Risk Creation, Edit and Approval Process in SysRisk
In SysRisk, the process of risk creation is the cornerstone of risk management. However, creating a risk entry is just the first step; for it to be considered active and operable data, the risk entry must be approved. This document outlines the steps involved in creating and approving risk entries, as well as the differences between the free individual version and the paid versions of SysRisk.
Overview of Risk Creation and Approval
- Free Version: Users have the ability to create and approve risks without additional permissions.
- Paid Versions: In a more structured environment, risk creation and approval follow a hierarchical workflow. General users need specific permissions to create risk entries in both the Enterprise Risk Management (ERM) and Project Risk Management (PRM) modules. Risks created by users must be submitted for approval to be officially recognized.
Once a risk is approved by the risk owner, it is added to the risk register and assigned a unique ID, marking it as active data.
Detailed Risk Creation Process
- Log In
- Users must first log in to their SysRisk account to access risk management features.
- Select the Module (ERM or PRM)
- After logging in, navigate to the intended module:
- ERM Module: Users need access to specific risk categories to create risk entries.

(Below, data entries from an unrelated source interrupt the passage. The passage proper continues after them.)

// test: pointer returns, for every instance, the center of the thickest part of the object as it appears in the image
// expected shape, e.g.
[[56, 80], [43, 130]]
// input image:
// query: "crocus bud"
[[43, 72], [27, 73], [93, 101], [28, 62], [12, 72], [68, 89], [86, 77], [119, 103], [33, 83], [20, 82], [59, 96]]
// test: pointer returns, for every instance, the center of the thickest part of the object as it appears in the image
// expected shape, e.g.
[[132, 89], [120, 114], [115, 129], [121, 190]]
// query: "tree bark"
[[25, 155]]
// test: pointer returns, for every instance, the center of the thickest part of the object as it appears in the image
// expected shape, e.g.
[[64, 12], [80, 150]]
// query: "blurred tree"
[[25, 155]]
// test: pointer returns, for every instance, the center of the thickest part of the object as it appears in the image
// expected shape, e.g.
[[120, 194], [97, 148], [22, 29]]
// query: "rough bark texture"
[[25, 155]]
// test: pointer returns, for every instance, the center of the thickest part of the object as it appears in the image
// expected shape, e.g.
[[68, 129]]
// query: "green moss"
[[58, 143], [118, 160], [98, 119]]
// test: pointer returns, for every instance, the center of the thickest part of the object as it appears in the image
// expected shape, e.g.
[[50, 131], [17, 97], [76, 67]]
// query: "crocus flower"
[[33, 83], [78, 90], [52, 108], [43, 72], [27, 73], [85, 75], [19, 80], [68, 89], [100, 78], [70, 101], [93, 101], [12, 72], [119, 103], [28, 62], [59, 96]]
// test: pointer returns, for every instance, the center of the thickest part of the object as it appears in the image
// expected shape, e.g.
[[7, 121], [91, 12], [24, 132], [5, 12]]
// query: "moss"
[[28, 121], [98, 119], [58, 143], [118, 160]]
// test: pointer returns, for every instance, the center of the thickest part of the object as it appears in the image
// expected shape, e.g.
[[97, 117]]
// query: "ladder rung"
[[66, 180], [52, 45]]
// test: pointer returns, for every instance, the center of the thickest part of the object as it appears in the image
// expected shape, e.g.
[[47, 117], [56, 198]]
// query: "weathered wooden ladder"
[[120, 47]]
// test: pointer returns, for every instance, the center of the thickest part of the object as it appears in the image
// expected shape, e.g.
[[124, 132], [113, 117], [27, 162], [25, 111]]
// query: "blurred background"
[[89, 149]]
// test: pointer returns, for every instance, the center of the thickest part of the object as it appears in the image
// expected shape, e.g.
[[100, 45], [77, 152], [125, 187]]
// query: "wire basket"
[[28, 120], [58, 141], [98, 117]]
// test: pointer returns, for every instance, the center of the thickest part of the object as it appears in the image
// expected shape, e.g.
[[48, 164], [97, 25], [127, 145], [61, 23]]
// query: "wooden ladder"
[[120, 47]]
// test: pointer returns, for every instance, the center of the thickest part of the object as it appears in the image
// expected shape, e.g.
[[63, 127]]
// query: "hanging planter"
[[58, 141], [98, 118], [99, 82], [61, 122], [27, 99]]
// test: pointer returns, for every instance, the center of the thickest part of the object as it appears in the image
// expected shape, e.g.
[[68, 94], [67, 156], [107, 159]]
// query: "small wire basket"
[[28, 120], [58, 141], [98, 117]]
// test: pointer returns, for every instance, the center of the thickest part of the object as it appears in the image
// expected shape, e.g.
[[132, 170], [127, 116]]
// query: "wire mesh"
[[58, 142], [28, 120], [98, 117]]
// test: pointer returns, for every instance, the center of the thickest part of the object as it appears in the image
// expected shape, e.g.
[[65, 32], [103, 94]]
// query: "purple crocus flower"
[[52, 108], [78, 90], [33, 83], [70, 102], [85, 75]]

- PRM Module: Users must be added to specific projects to create risks related to those projects.
- Navigate to the Risk Entry Page
- Once in the desired module, proceed to the Risk Entry page.
- Fill Out the Risk Entry Form
On the Risk Entry page, users must:
- Select a category (in ERM) or a project (in PRM) from the dropdown.
- Fill in the required fields with relevant risk information.
Note: General users can only select categories or projects that they have been granted access to by admins or product admins.
- Save or Submit the Risk for Approval
- After completing the form, users have two options:
- Save Risk: Save the risk entry for later editing or submission.
- Save and Request Approval: Submit the risk entry directly to the risk owner for approval.
- Saved risks remain visible in the table beneath the form and can be edited until approved.
Risk Approval Process
Once a risk is submitted for approval, it appears in the Risk Approval page of the risk owner’s account. The risk owner has the following options:
- Approve: The risk entry is added to the risk register with a unique ID and becomes active.
- Reject: The risk remains in the risk entry table and can be edited by the creator.
- Request Changes: The risk owner can add a note requesting changes, after which the risk is sent back for revision.
Once a risk is approved, it becomes active data in the Risk Register, viewable and editable by authorized users.
Key Features During Risk Management
- Editable Until Approval: Risk entries remain editable and viewable in the risk entry table until they are officially approved.
- Document Upload: Users can upload documents related to the risk entry through the Add Document feature in the Edit window.
- PostApproval Updates: Once approved, risk entries appear with a unique ID in Risk Register page and can be updated as needed, becoming part of SysRisk’s operable data set.
Importance of the Risk Entry Process
Creating a risk entry triggers all subsequent operations within SysRisk, such as:
- Statistics: The system generates insights based on active risks.
- Suggestions: Recommendations and mitigation strategies are made available.
- Updates: Ongoing monitoring and updates are applied to approved risks.
Since the risk entry is the most fundamental operation, ensuring its accuracy and approval is crucial. Properly stored risks also serve as valuable resources for addressing similar challenges in the future.
By following these steps, users can efficiently create, submit, and manage risk entries, ensuring that risks are correctly documented and approved within SysRisk.